HC Deb 19 July 1883 vol 281 cc1895-6
MR. O'BRIEN

asked Mr. Attorney General for Ireland, Whether his attention has been called to a summons heard before Captain Hatchell, R.M. at the Glin (county Limerick) petty sessions, on July the 12th, as to which a number of fishermen were fined for trespassing on a passage to the beach; whether he is aware that the case made for the fishermen was that they only passed over a fence erected a few years ago by the landlord, to bar a public right of passage to an important salmon fishery, which right of way the fisherman had until then enjoyed, and which was recognized by the Board of Works at the time of the erection of the Fishery Pier in 1876, when the passage was left open; whether the magistrates allowed the landlord to controvert the defendants' case by reference to documentary proof of his title; whether they undertook to decide for themselves the question of title thus raised, and, notwithstanding the protest of the defendants' solicitor, declined to make the fines of an amount that would entitle the defendants to appeal to the Supreme Courts; and, whether magistrates are warranted by Law in ruling summarily an important public dispute as to title?

THE ATTORNEY GENERAL FOR IRELAND (Mr.
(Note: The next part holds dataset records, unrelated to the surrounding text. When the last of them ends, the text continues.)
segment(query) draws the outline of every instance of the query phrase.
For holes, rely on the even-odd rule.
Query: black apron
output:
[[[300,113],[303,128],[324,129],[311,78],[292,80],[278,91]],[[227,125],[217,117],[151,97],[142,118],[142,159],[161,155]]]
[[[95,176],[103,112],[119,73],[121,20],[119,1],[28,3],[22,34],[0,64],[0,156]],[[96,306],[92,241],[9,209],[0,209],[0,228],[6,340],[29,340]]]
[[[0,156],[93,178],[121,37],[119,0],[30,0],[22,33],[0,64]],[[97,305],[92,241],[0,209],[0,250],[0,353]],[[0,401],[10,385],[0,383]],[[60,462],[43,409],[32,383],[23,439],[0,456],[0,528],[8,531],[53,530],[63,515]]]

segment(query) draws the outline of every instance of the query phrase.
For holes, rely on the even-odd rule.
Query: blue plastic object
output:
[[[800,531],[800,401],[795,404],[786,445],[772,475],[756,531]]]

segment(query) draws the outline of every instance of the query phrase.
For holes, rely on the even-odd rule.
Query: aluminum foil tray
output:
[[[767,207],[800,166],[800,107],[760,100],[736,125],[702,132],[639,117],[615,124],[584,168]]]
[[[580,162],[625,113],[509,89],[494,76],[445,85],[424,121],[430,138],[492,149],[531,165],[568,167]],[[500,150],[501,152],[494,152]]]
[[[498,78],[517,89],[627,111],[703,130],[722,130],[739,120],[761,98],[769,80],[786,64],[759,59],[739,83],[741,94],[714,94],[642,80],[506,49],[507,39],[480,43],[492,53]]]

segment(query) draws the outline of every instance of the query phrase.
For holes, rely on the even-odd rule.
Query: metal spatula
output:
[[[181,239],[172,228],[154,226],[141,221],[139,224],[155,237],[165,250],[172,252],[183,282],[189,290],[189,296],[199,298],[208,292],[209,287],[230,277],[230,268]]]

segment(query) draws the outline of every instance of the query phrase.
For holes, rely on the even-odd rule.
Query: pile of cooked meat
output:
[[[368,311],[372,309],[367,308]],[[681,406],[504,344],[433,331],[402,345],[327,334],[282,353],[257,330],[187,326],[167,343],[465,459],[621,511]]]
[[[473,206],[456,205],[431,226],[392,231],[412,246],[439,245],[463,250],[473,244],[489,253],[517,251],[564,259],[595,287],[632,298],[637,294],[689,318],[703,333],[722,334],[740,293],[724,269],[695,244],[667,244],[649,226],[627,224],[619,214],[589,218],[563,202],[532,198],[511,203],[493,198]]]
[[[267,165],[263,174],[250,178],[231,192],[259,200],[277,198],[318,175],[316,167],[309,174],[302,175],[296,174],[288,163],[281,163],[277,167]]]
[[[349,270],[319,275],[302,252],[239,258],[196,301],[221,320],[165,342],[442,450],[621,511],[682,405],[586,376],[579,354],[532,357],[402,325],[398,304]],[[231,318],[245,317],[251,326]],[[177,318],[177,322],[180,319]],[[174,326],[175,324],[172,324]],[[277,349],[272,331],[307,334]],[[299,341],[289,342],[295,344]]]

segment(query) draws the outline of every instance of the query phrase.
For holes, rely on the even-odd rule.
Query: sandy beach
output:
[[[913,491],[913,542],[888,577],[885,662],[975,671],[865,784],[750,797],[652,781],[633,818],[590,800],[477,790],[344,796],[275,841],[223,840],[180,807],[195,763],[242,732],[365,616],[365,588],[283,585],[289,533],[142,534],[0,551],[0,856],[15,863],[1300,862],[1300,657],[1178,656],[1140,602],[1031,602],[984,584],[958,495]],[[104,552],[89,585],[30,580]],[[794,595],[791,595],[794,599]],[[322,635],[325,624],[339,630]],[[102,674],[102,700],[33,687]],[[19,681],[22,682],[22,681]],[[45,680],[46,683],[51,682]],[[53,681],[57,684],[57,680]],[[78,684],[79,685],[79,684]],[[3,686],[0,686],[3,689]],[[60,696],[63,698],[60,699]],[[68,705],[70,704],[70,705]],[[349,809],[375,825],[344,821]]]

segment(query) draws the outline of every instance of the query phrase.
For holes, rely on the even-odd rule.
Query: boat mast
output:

PORTER)

, in reply, said, his attention had been drawn to this matter only by the Question of the hon. Member. He would, therefore, ask him to postpone it, though he might say there was nothing to be gained by inquiry. The matter was one over which neither he nor the Government had any control. If the magistrates had done wrong, which he was very far from asserting, the aggrieved person had a legal remedy.